Is JPMorgan Chase out of control?
JPMorgan has paid more than $8.5 billion in legal settlements stemming from a slew of major investment mistakes – yet the banking giant keeps rolling on. How?
Neil Hall/Reuters/File
Is the headline risk finally catching up with JPMorgan? The relentless barrage of legal problems hasn't hurt the company's business one whit so far from outward appearances, but might it be affecting the stock price?
Josh Rosner's latest investigative report at Graham Fisher suggests that the nation's most notorious Too Big To Fail bank is an absolute swamp.
Over the four years ending 2012, Rosner notes that JPMorgan has paid more than $8.5 billion in legal settlements, equal to roughly 12% of all company net income generated during that period. And with the investigations and actions continuing to pile up, it seems as though there's no end in sight.
How are they able to do this?
Simple - no high-ranking executives at the company are ever at any personal risk, it's just the company's profits at risk - and those profits have been fattened to such a huge extent, for so long, by the Federal Reserve and Treasury, that it almost doesn't matter. There's probably no amount of money that JPMorgan can be forced to settle for that can stop the company from rolling on. And if a handful of people have to lose their jobs every once in awhile, so what?
This is what happens when you make it clear to the marketplace that a firm is too important systemically for it to ever truly be in danger. The big banks would have to be caught openly funding assassinations in a third world country to actually be at existential risk - and even then they'd probably claw their way out using the near-limitless amount of money and influence at their disposal. Five years after the financial crisis, we now have banks that are even bigger and more unmanageable, despite the rickety latticework of new regulation we've attempted to encircle them with.
I'm not casting judgment on this system, I'm just pragmatically relaying to you the facts and the way things currently work.
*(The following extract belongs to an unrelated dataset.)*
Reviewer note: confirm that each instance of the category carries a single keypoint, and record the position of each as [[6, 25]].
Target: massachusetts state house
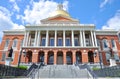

It is for you to decide if there is a better way or if we should allow the TBTF banking hegemony continue in the interest of the nation's economy.
JPMorgan's CEO Jamie Dimon has made the case that America needs giant, global banks so that we can compete for giant, global deals. He seems to believe very strongly that this is somehow worth the risks that his firm's giant-ness engender. Apparently, there is consensus in Washington for this view, because his bank has only grown larger in the wake of the bailouts.
The stock market looks to be voting on whether or not the bad press matters once again. In the wake of the London Whale fiasco, the markets rewarded JPM shares for the deftness with which the bank put the issue to bed. But now, from a technical standpoint, the headlines appear to be keeping equity buyers away from the name as the recent lower-high put in might represent the right hump of a textbook head-and-shoulders pattern.